Verbindungsstrecke
Englisch: chord
Abschnitt einer Nebenstrecke, die zwei sich auf verschiedenen Ebenen kreuzende Hauptgleise miteinander verbindet und den Verkehrsfluss zwischen ihnen ermöglicht.
Chord: eine Umgehungsstrecke zwischen niveaugetrennten Eisenbahnstrecken
Ein Chord ist eine Verbindungsstrecke, die zwei Eisenbahnhauptlinien miteinander verbindet, die sich in verschiedenen Höhen kreuzen. Sie ermöglicht es Zügen, zwischen den Linien zu wechseln, ohne die Niveautrennung selbst zu nutzen. In einer typischen Anordnung kreuzen sich zwei Linien an einer Kreuzungsstelle, wobei eine Linie über der anderen auf einer Brücke oder einem Viadukt verläuft; der Chord ist eine vierte Strecke oder manchmal ein Streckenpaar, das sich spiralförmig oder schräg von der unteren Linie zur oberen Linie aufwärts windet und so einen alternativen Streckenverlauf schafft.
Chords sind am häufigsten in großen Rangierbahnhöfen und Umsteigepunkten anzutreffen, wo der Verkehr zwischen zwei separaten Netzen abgewickelt werden muss.
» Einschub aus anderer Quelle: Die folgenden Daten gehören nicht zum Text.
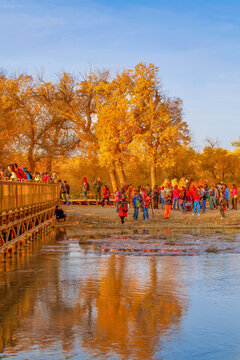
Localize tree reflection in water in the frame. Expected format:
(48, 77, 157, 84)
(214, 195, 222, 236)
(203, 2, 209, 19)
(0, 229, 187, 359)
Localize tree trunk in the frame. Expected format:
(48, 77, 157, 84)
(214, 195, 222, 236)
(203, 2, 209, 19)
(109, 168, 118, 192)
(28, 149, 35, 173)
(46, 157, 52, 172)
(116, 164, 126, 187)
(151, 163, 156, 189)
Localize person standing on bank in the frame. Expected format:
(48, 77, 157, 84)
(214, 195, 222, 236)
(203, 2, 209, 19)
(64, 180, 70, 205)
(159, 186, 166, 209)
(224, 184, 229, 209)
(82, 177, 89, 199)
(231, 184, 238, 210)
(102, 185, 112, 207)
(164, 194, 172, 219)
(59, 179, 66, 201)
(93, 177, 102, 201)
(173, 185, 180, 210)
(153, 185, 159, 209)
(143, 194, 151, 220)
(114, 187, 121, 213)
(192, 186, 201, 216)
(118, 199, 128, 224)
(132, 190, 141, 220)
(219, 189, 227, 219)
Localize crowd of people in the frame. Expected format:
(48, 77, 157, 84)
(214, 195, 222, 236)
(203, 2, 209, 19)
(0, 163, 72, 211)
(1, 167, 238, 223)
(151, 182, 237, 219)
(81, 177, 238, 223)
(0, 164, 60, 183)
(118, 182, 238, 223)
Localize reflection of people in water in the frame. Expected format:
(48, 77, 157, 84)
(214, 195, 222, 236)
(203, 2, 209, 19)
(55, 206, 66, 221)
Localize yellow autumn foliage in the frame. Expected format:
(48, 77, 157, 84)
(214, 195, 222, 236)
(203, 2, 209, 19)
(0, 64, 239, 189)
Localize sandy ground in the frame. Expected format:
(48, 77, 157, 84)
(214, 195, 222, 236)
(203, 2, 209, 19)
(62, 204, 240, 229)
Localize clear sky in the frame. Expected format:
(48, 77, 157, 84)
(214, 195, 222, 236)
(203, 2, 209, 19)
(1, 0, 239, 149)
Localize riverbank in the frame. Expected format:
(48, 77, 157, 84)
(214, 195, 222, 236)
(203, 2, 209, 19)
(55, 205, 240, 255)
(61, 205, 240, 230)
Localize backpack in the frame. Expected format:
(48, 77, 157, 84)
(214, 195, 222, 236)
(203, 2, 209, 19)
(136, 199, 141, 208)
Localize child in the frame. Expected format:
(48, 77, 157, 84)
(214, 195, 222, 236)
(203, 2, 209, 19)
(118, 199, 128, 224)
(164, 194, 172, 219)
(143, 195, 151, 220)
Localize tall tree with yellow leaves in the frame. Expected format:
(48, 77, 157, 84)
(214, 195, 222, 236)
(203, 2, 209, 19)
(0, 75, 20, 165)
(38, 71, 109, 147)
(12, 75, 61, 171)
(95, 70, 133, 188)
(130, 63, 190, 187)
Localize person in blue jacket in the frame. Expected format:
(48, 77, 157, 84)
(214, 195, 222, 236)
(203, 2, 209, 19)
(22, 168, 32, 181)
(224, 184, 229, 209)
(132, 190, 141, 220)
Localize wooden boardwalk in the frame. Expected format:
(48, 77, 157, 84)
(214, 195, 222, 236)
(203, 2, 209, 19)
(0, 181, 59, 256)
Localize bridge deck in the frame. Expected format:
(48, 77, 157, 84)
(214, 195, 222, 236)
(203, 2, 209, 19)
(0, 181, 59, 254)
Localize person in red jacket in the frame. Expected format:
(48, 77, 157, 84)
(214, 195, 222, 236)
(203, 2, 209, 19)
(118, 199, 128, 224)
(143, 195, 151, 220)
(172, 185, 180, 210)
(14, 163, 28, 180)
(101, 186, 112, 207)
(192, 186, 200, 216)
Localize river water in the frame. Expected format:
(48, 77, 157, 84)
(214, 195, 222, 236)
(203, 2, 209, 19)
(1, 228, 240, 360)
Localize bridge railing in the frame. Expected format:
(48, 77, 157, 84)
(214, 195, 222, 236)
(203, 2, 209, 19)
(0, 181, 59, 211)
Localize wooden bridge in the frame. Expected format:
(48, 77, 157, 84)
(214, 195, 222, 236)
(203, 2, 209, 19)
(0, 181, 59, 256)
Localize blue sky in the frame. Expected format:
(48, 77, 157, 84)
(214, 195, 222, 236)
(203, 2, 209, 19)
(0, 0, 239, 149)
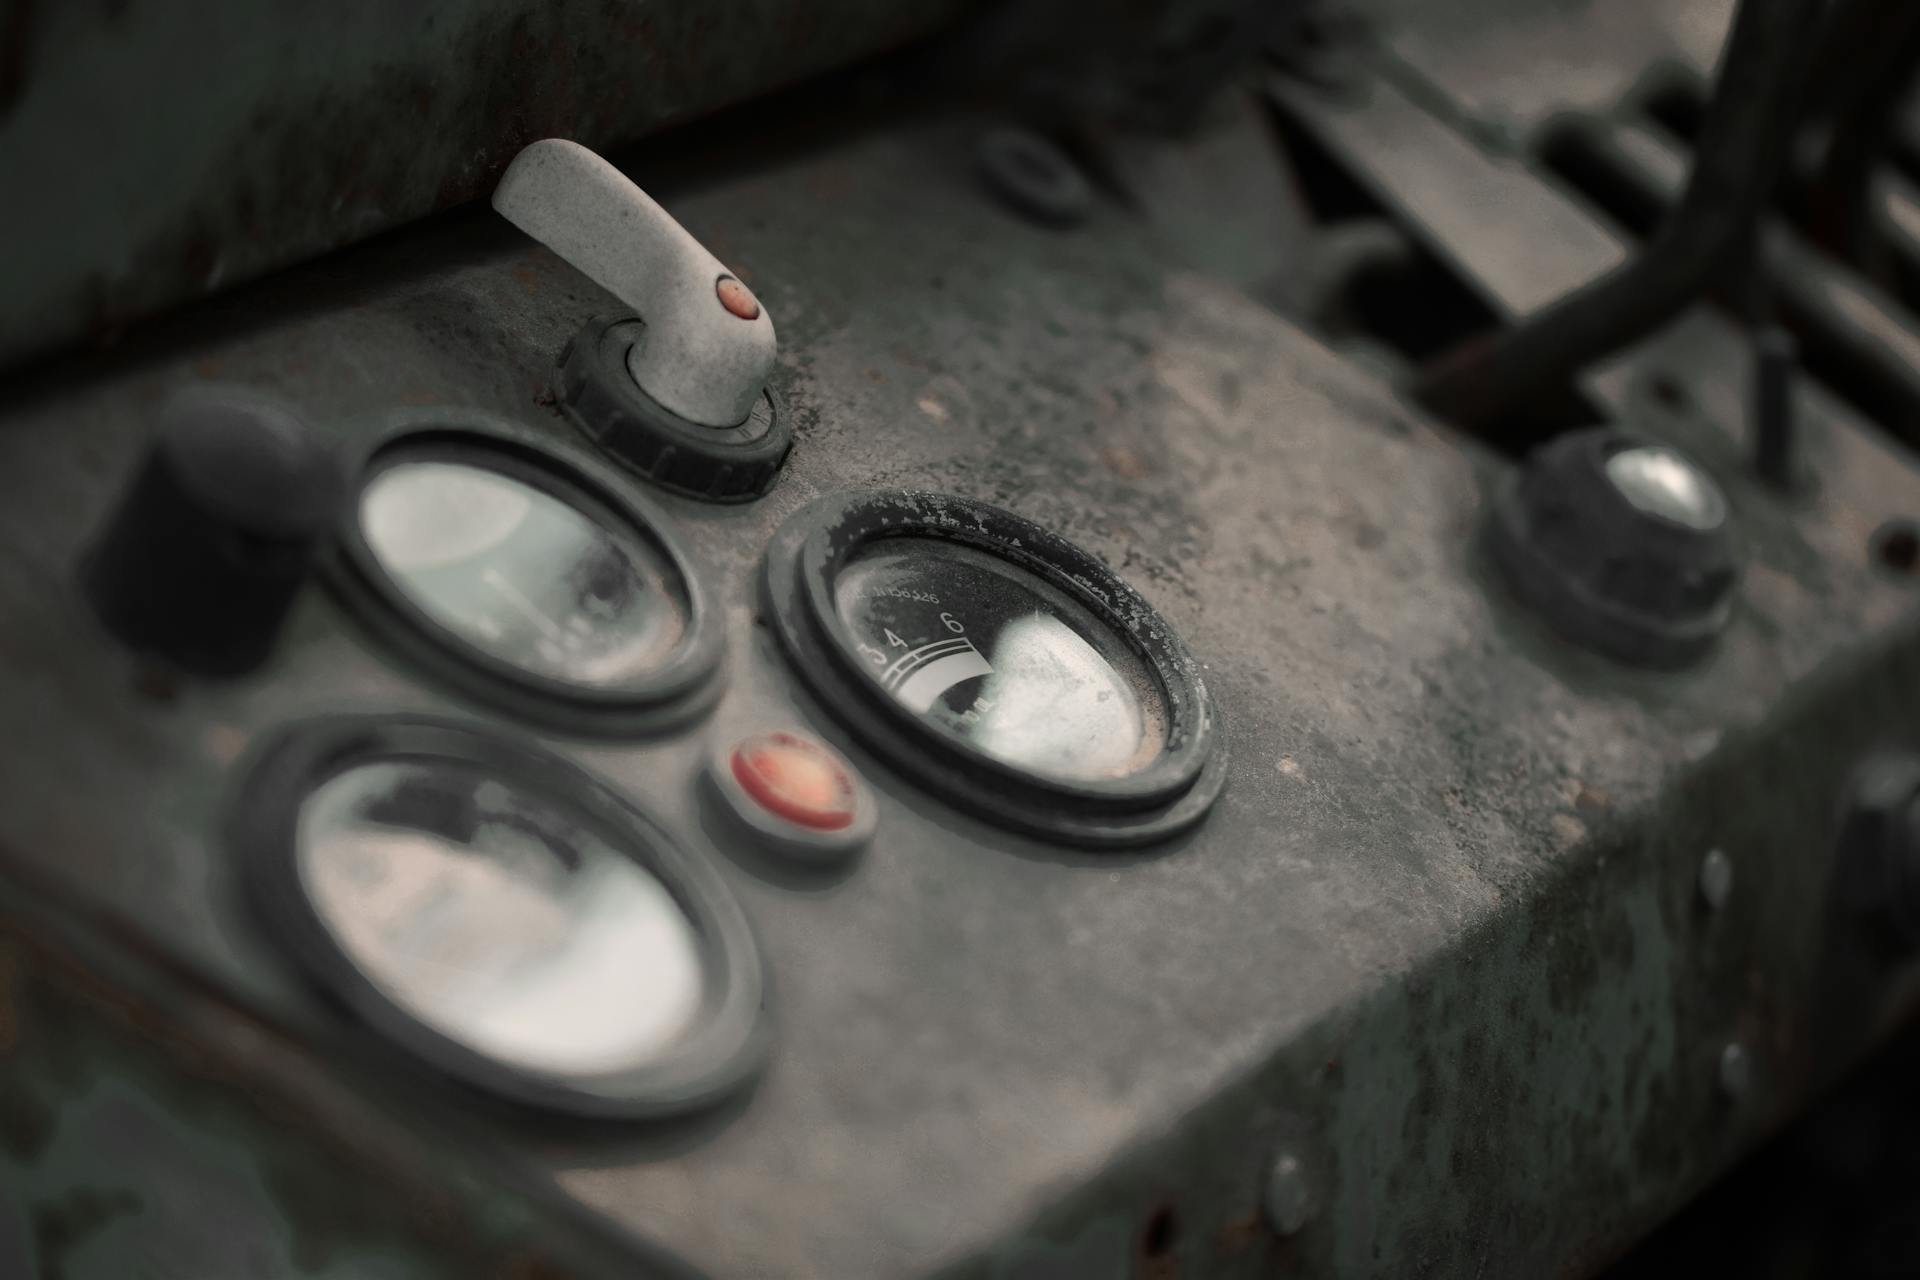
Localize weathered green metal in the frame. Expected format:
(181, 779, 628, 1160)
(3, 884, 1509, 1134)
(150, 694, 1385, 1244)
(3, 1, 1920, 1274)
(0, 864, 690, 1279)
(0, 0, 967, 378)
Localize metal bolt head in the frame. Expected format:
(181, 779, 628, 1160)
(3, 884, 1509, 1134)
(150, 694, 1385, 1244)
(975, 128, 1093, 229)
(1697, 848, 1733, 912)
(1718, 1042, 1752, 1101)
(1489, 429, 1737, 667)
(1263, 1150, 1314, 1235)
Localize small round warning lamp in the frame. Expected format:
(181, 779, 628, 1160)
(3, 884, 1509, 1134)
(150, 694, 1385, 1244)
(709, 730, 876, 862)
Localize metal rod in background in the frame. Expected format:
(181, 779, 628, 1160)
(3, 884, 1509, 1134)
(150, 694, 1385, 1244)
(1410, 0, 1824, 430)
(1752, 325, 1800, 489)
(1804, 0, 1920, 278)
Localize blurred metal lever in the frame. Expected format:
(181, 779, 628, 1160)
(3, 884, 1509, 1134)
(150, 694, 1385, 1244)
(494, 138, 777, 429)
(1411, 0, 1823, 428)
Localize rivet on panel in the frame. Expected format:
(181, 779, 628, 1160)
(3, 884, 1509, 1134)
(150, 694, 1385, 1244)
(1263, 1149, 1315, 1235)
(1718, 1042, 1752, 1101)
(1697, 847, 1733, 912)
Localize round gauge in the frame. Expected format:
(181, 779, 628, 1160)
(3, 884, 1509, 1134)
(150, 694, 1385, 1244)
(762, 492, 1225, 847)
(834, 539, 1168, 783)
(232, 717, 765, 1116)
(330, 414, 724, 733)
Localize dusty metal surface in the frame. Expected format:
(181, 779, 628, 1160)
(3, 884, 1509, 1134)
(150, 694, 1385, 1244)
(1349, 0, 1734, 142)
(4, 1, 1920, 1274)
(0, 0, 966, 379)
(1269, 72, 1630, 320)
(3, 57, 1920, 1272)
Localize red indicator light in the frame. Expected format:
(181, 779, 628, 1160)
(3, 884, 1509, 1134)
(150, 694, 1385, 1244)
(729, 732, 857, 831)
Ein Zug, der von der unteren zur oberen Linie fahren muss, kann den Chord nutzen, statt die Hauptkreuzung zu durchfahren. Dies verringert die Belastung der Hauptkreuzung und ermöglicht eine flexiblere Verkehrsleitung. Die Geometrie eines Chords ist in der Regel sanfter als eine direkte Verbindung, da Eisenbahnneigungen begrenzt sind; typische Maximalneigungen für Güterbahnen liegen bei etwa 1,5 bis 2 Prozent, und ein Chord muss diese Vorgaben einhalten, während er über eine ausreichende Distanz an Höhe gewinnt.
Chord-Anordnungen und betriebliche Nutzung
Chords gibt es in zwei Grundformen: eingleisige Chords, die die Bewegung auf eine Richtung beschränken und häufig bei stark einseitigem Verkehrsstrom vorkommen, und zweigleisige Chords, die eine Bewegung in beide Richtungen ermöglichen und bei komplexeren Verkehrsmustern eingesetzt werden. Einige große Rangierbahnhöfe haben mehrere Chords, die verschiedene Linienpaare verbinden. Der Chord selbst wird häufig als eigenständige Route mit eigenen Signalen und Stellwerkslogik ausgelegt, um Konflikte mit Bewegungen auf den Hauptstrecken zu vermeiden.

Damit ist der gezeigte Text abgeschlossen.